Купер громко рыгнул, вновь ощутив на языке привкус пива, – бритоголовый мужчина, чью грудь испещряли шрамы, разразился аплодисментами и показал ему два больших пальца, прежде чем продолжить выбивать ритм на барабане. Купер вытаращился на мышцы, игравшие на теле этого человека; быть может, тому виной было опьянение, но шрамы корчили ему рожи, точно такие ехидные лица, какие порой видишь на коре старого дерева. Одна из раскрашенных принцесс оставила своих сестер, чтобы подойти и приобнять за плечо покрытого шрамами мужчину, а затем наклонилась и поцеловала его в щеку. Не прекращая выбивать ритм, жутковато выглядящий барабанщик радостно улыбнулся ей и потерся бородой о ее персикового цвета соски, с наслаждением вдыхая аромат ее тела.

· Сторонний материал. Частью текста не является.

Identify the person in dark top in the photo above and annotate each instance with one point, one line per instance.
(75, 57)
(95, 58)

– Она прекрасна, верно? – спросил он, обратив внимание, что взгляд Купера задержался на них слишком долго.
– Ой. Да. – Купер почесал в затылке. – Разумеется, да.
Воспринимая все окружающее с тем хладнокровием, какое доступно лишь пьяному, Купер побрел дальше сквозь ряды зрителей и исполнителей. Совсем недавно казалось, что его за ручку ведут на какой-то потусторонний карнавал, а теперь его взгляд скользил по сторонам в поисках таблички «банкомат». Это была просто защитная реакция сознания, не готового к тому, что весь привычный ему мир может вот так, в одночасье, перевернуться с ног на голову.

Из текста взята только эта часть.